Ese Superior Tribunal de Justicia nos marca como una impronta la clase de sociedad que estamos construyendo. Una en que los más poderosos, los que están en la cúpula del poder, disfrutan de despachos amplios e iluminados, en un submundo donde la cafetería tiene más empleados que un Ministerio Público. Al mismo tiempo que en la tercera clase de la primera instancia, allá en el edificio judicial de Monte Gallinero, empleados y funcionarios judiciales se chocan los codos en recintos inverosímiles, donde la distancia social resulta de imposible incumplimiento.

Es curioso. El lugar donde la justicia tiene contacto con las personas comunes, muchas veces no tiene espacio donde recibirlas. Y al sitio donde solo circulan expedientes, le sobra superficie, lujos y pomposidad.

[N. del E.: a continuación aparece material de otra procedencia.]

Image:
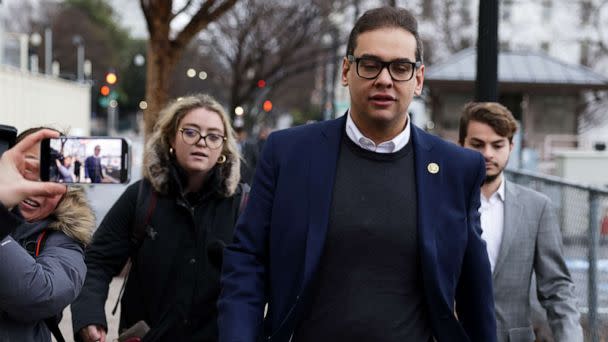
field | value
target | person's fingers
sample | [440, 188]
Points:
[32, 140]
[31, 169]
[47, 189]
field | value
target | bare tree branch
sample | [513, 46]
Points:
[182, 10]
[201, 19]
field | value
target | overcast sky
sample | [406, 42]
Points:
[128, 13]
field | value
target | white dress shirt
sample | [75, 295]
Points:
[492, 222]
[393, 145]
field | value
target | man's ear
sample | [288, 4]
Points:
[345, 68]
[419, 75]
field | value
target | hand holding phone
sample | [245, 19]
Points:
[82, 160]
[15, 187]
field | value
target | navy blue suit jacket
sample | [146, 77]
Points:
[279, 238]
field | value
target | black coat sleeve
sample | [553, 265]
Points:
[105, 257]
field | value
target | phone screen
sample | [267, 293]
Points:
[85, 160]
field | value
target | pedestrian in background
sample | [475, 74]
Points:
[191, 173]
[42, 268]
[92, 166]
[521, 232]
[363, 228]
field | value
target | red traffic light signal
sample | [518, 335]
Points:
[105, 90]
[111, 78]
[267, 106]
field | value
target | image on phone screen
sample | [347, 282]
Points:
[85, 160]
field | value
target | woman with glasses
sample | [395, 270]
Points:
[173, 225]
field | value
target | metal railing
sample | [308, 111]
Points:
[581, 210]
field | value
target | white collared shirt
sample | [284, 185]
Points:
[492, 222]
[393, 145]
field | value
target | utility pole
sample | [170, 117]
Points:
[486, 84]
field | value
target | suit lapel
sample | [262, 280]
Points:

Eso somos por esta época en Tierra del Fuego. Se nos quema lo imprescindible, al lado de lo que no podemos terminar, mientras nos mira en el frente, la voluptuosidad de lo que sí creamos para beneficio de unos pocos.

Se nos incendia lo mejor, mientras no sabemos cómo construir lo nuevo, y nos observa con sonrisa socarrona el pibe canchero de enfrente, al que nunca se le queman los papeles.